Esa es la razón por la que las grandes empresas, especialmente aquellas que prestan servicios considerados críticos, tienen integrados en sus procesos productivos y de comunicación. Es decir, los llamados 'procesos de gestión de crisis', que no son otra cosa que una serie de procedimientos tasados e incluso ensayados como si de una evacuación de un edificio se tratase, que pautan qué es lo que cada departamento y, en función del caso, cada persona debe hacer en el supuesto de que se desate un infierno como el del apagón de este lunes. Procesos que en las organizaciones que gestionan servicios esenciales están recogidos por escrito dentro de manuales corporativos de gestión de crisis, que tratan por un lado de minimizar la duración de la misma solucionando el desastre lo antes posible y, por otro y sobre todo, de ofrecer a los usuarios de dicho servicio información lo más inmediata posible que sirva para que tomen las medidas oportunas a fin de evitarles molestias innecesarias.
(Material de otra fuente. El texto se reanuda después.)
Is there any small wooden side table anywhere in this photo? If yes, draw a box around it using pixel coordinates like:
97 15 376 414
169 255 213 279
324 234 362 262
He de confesarles mi incapacidad para analizar las razones técnicas que produjeron el apagón que durante todo el lunes nos transportó mágicamente a siglo XVIII. Mi sorpresa está ante el segundo apagón, el apagón informativo de más de seis horas con el que el gobierno de España, máximo accionista de Red Eléctrica Española y por tanto responsable de su servicio, torturó a los millones de españoles que trataban de llegar a sus casas sin saber ni lo que había pasado, ni el estado de sus seres queridos, ni cuándo iba a solucionarse el desaguisado.
Un apagón informativo que duró las cinco interminables horas y media tras las que el presidente del Gobierno se dignó a aparecer (para no aportar ninguna información relevante), más propio de regímenes con escaso aprecio a la libertad, la transparencia y a la rendición de cuentas que a los de nuestro entorno democrático. Y que solo comenzó a revertirse cuando el Ejecutivo fue capaz de articular las dos narrativas que iba a utilizar para tratar de evadirse de sus responsabilidades. Para colgarle el muerto al otro. Para esquivar el marrón.
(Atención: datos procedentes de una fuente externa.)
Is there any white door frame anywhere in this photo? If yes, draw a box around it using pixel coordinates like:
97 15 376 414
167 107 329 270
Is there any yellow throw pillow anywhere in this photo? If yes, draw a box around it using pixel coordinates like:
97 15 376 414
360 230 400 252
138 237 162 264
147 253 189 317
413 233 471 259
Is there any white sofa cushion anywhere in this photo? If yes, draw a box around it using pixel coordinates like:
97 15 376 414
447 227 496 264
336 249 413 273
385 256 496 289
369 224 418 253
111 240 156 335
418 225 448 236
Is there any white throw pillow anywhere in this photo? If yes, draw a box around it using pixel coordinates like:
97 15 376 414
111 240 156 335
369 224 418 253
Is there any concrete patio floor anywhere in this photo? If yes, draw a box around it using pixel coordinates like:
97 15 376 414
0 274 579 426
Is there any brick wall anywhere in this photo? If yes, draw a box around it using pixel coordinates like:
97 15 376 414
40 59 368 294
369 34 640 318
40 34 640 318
Dos relatos complementarios que debían funcionar como una bomba de humo permitiendo al Gobierno desaparecer del escenario ofreciendo en el primero un culpable (las empresas eléctricas, destacados miembros del malvado capitalismo internacional) y, en el segundo, una puerta de escape (el solidario pueblo español que, a pesar de las adversidades, supo trabajarse la frustración y la resiliencia mostrando una vez más que somos gente estupenda). Ni datos sobre las causas del caos, ni responsables de los mismos, ni métodos para que no vuelva a pasar, ni disculpas a la población afectada. Un culpable vaporoso y una puerta de salida que ofreciese imágenes festivas.
Un nuevo cambio de paradigma que ya ha tirado por tierra una de las claves en las gestiones de crisis corporativas y políticas en las que he participado. Y que se podría resumir en que, en entornos hiperpolarizados como en el que vivimos, la primera regla no es aquella de «di siempre la verdad, porque si mientes te van a pillar y ya no vas a tener una crisis, sino dos», sino, más bien, «cuélgale el muerto a otro y quítate de en medio cuanto antes». Y me temo que esto no tiene demasiada pinta de cambiar.